Entonces, la madre superiora se levantó y pidió silencio con un gesto suave de su mano. Era una mujer menuda, de cabello blanco y ojos claros que parecían haber visto mucho más de lo que sus palabras alcanzaban a decir. Cuando hablaba, todos nos callábamos, porque su voz tenía esa autoridad que no viene del grito, sino de la paz interior.
—Niños —nos dijo con una sonrisa—, hoy hemos cruzado una puerta de madera en el patio de nuestra parroquia. Pero yo, hace muchos años, crucé una puerta mucho más grande.
Y entonces comenzó a contarnos sus recuerdos. Nos habló de cuando era joven y había hecho una peregrinación a pie hasta Roma. Caminó durante semanas, nos contó, con los pies ampollados y el sol quemándole la nuca, pero con el corazón tan ligero como una pluma. No iba sola; había otras personas con ella, algunas cargando cruces pequeñas, otras llevando rosarios entre los dedos, todos unidos por un mismo deseo: llegar a la tumba de San Pedro y tocar con sus manos la fe que habían heredado de sus padres.
—Cuando llegué a la Basílica de San Pedro —nos dijo con la voz llena de emoción—, caminé hasta el altar mayor, donde la tradición nos dice que descansa el cuerpo de Pedro, el pescador que se convirtió en la roca sobre la que Cristo edificó su Iglesia. Y allí, en ese lugar sagrado, entendí que no había caminado solo con mis pies. Había caminado con los pies de todos los que creyeron antes que yo, y con los pies de todos los que creerían después.
—En el camino —continuó la Madre Superiora, con la mirada perdida en algún lugar que solo ella veía— conocí a gente de todos los rincones del mundo. Una mujer de Polonia que no hablaba mi idioma, pero que me ofreció un trozo de pan cuando yo no tenía nada. Un anciano de Francia que cantaba salmos mientras caminaba, y cuya voz me acompañó durante días enteros. Un grupo de jóvenes de Italia que reían y lloraban al mismo tiempo, porque sabían que estaban haciendo algo grande.

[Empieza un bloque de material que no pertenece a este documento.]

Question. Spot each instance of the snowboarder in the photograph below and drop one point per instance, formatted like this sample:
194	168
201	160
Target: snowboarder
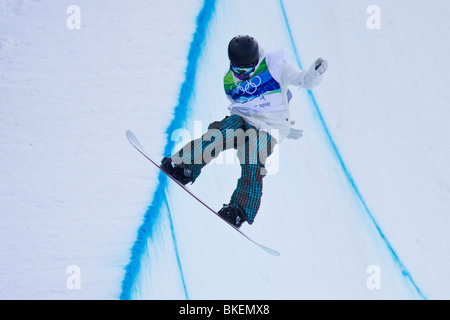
256	83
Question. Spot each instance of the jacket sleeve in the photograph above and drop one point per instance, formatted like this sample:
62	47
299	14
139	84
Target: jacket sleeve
307	79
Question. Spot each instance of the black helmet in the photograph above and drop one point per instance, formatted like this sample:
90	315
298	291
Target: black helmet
243	51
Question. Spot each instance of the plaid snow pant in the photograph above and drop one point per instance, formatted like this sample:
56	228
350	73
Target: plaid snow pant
253	147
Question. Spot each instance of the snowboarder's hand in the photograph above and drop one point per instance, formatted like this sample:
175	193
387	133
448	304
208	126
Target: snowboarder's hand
295	134
321	65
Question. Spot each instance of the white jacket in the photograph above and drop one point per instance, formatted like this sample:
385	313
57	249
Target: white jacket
286	75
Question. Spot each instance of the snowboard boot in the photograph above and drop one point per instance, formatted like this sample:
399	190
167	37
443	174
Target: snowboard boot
233	215
182	175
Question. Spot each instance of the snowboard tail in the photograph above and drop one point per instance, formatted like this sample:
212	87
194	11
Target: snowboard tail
137	145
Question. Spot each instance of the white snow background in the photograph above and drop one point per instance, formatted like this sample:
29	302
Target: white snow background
366	188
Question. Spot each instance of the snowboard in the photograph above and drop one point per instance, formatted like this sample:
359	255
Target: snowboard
137	145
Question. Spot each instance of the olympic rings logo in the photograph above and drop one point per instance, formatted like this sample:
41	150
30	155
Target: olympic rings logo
250	88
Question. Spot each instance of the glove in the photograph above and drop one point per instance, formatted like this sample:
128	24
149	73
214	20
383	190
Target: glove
321	65
295	134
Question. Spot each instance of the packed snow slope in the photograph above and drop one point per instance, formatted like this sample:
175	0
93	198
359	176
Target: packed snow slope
358	207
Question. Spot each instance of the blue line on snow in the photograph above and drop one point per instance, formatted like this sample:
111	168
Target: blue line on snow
349	177
151	216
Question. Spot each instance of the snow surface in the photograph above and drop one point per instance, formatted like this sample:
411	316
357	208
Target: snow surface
368	184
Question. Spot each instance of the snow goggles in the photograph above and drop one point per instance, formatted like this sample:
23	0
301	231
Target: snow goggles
246	70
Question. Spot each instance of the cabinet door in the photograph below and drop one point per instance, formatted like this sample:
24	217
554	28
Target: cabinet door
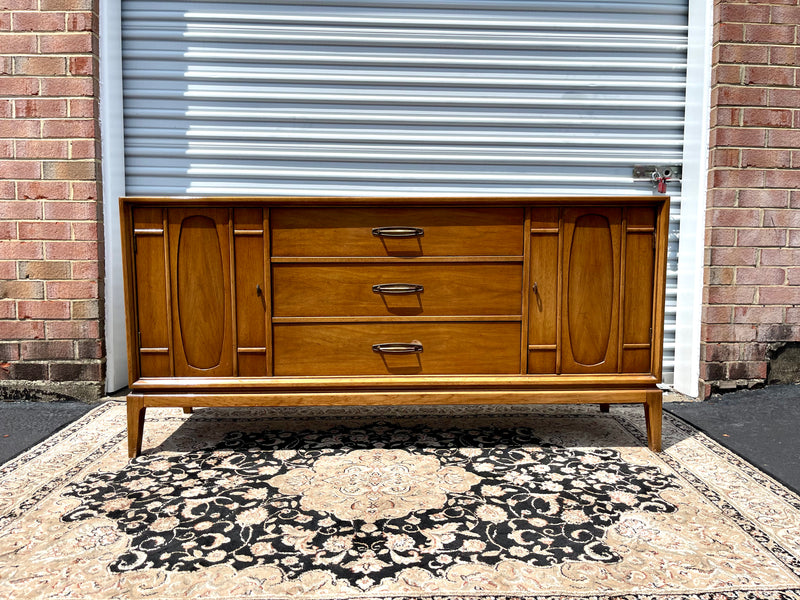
591	290
202	323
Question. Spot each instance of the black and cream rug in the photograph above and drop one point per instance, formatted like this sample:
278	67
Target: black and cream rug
414	502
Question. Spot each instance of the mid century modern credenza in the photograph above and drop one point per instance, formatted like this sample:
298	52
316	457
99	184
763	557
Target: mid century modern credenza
265	301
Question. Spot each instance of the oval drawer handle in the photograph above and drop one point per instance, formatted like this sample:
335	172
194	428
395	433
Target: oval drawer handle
398	231
413	348
398	288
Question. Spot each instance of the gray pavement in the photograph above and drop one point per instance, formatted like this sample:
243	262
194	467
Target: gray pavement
762	426
25	424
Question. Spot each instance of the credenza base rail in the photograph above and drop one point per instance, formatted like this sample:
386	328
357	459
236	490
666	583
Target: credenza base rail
139	401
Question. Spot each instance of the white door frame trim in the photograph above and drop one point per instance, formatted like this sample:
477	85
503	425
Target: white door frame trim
694	190
113	186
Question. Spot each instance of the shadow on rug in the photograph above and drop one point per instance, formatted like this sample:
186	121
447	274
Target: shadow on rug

—Vi lugares que jamás olvidaré —prosiguió—. Pueblos diminutos donde las campanas de la iglesia sonaban solo para nosotros, los peregrinos. Campos de girasoles que parecían saludarnos al pasar. Una capilla en medio de la nada, tan pequeña que solo cabían tres personas, pero donde el silencio era tan profundo que se podía sentir a Dios respirar.
Mientras la madre superiora hablaba, yo la escuchaba con los ojos muy abiertos y la cabeza llena de preguntas que no me atrevía a hacer en voz alta. Sus pies habían recorrido caminos de verdad, no como los nuestros, que solo iban de la casa al colegio y del colegio a la parroquia. Ella había visto las campanas de Roma, había tocado las piedras de la Basílica, había caminado hasta la tumba de San Pedro. Para mí, que apenas había salido de Filadelfia, todo eso sonaba tan lejano como la luna.
Y mientras ella hablaba, una pregunta comenzó a crecer dentro de mí, silenciosa y persistente, como una semilla que se abre paso bajo la tierra:
¿Por qué Dios vive tan lejos?
Porque en mi cabeza de niña, Dios estaba en Roma. Estaba en el Vaticano, detrás de esas cúpulas doradas que veía en las estampitas y en los libros del catecismo. Estaba donde estaba el Papa, donde estaban las basílicas, donde estaba la tumba de San Pedro. Y si Dios vivía en Roma, entonces estaba muy, muy lejos de Filadelfia. Estaba al otro lado del océano, en un país que solo conocía por los acentos de mis compañeros y por las historias que contaban las monjas.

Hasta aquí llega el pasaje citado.